KOROR, Palau - Pacific Partnership 2016 arrived in Palau, Aug. 4, aboard JS Shimokita (LST 4002), making this the second year Pacific Partnership has visited Palau since the mission began in 2006.

The Pacific Partnership team, made up of service members and civilians from Japan, Australia, the United Kingdom and the United States, will work with civilian and military leadership to conduct cooperative health engagements, subject matter expert exchanges in nursing and pharmacy, and civil-engineering projects, all focused on improving partner nations' collective ability to respond to a variety of natural disasters.

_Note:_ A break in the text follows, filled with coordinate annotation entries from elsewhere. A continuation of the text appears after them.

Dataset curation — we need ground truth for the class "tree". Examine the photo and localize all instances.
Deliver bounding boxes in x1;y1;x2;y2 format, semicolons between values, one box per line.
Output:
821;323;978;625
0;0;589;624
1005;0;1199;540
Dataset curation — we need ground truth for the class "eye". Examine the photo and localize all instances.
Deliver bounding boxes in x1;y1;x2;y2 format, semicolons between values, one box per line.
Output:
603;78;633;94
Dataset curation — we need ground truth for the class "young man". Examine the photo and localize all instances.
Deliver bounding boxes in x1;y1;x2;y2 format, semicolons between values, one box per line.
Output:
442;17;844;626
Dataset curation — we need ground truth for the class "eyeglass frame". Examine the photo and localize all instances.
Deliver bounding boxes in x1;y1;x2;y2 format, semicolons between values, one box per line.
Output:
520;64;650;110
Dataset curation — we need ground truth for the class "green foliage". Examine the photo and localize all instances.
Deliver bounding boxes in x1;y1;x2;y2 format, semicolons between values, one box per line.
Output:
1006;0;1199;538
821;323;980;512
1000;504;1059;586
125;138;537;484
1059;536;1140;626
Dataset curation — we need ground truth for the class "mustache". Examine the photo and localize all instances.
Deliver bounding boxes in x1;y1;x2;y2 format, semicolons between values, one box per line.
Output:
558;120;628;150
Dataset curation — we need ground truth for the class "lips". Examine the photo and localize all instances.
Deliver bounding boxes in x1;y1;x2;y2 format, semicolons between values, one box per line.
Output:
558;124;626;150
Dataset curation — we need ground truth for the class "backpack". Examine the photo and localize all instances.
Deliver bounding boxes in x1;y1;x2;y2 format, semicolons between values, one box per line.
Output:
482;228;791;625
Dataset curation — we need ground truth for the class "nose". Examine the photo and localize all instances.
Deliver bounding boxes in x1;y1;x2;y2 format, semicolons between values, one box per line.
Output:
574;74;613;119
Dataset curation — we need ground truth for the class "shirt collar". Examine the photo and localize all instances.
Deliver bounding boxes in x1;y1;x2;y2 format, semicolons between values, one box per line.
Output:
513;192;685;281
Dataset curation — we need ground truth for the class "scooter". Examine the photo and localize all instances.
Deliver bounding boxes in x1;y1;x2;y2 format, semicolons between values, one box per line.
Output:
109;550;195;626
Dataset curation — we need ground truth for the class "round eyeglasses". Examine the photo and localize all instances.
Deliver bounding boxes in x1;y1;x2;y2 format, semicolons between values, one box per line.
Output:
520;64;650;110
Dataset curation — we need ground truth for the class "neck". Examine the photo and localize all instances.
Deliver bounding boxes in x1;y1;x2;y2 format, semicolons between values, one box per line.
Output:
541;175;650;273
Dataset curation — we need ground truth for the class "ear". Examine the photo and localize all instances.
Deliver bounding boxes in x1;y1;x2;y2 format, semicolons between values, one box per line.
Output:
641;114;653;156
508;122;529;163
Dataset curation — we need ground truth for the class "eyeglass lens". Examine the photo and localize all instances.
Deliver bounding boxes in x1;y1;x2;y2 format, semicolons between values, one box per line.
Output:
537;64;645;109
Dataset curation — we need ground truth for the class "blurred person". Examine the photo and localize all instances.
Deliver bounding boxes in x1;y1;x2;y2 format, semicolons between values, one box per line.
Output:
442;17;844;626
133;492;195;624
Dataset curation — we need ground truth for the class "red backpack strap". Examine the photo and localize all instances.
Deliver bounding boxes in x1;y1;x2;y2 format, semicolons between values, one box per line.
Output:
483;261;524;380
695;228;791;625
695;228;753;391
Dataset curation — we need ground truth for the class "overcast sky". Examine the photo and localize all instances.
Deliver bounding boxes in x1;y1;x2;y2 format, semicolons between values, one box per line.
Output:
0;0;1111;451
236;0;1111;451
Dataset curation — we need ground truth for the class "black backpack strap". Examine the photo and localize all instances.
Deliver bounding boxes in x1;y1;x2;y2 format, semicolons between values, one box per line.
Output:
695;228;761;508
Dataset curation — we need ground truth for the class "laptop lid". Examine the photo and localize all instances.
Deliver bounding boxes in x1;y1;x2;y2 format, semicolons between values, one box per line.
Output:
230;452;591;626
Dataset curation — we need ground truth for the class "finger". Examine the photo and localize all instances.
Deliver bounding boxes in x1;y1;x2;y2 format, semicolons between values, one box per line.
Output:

The Japan Maritime Self-Defense Force worked closely with the government of Palau to plan a range of medical and engineering initiatives designed to promote cooperation and knowledge exchange between local authorities and the multinational Pacific Partnership team. The visit to Palau is part of the wider Pacific Partnership 2016 mission, building cooperation between allied and partner nations.

"This is the first time a Japanese naval vessel has visited Palau, and it's an honor for the Japanese to lead the Pacific Partnership mission in Palau, and to work with the government and people here," said Capt. Takeshi Okada, commander, Landing Ship Division One, embarked aboard Shimokita.

While Shimokita is in Palau, USNS Mercy (T-AH 19) and the rest of the Pacific Partnership 2016 team will make mission stops in Malaysia and Indonesia. Pacific Partnership 2016 is focused on enhancing relationships and multinational interoperability through knowledge exchange and cooperative training, ensuring partner nations are prepared to collectively and effectively respond when disaster strikes. Pacific Partnership is the largest annual multilateral humanitarian assistance and disaster relief preparedness mission conducted in the Indo-Asia-Pacific.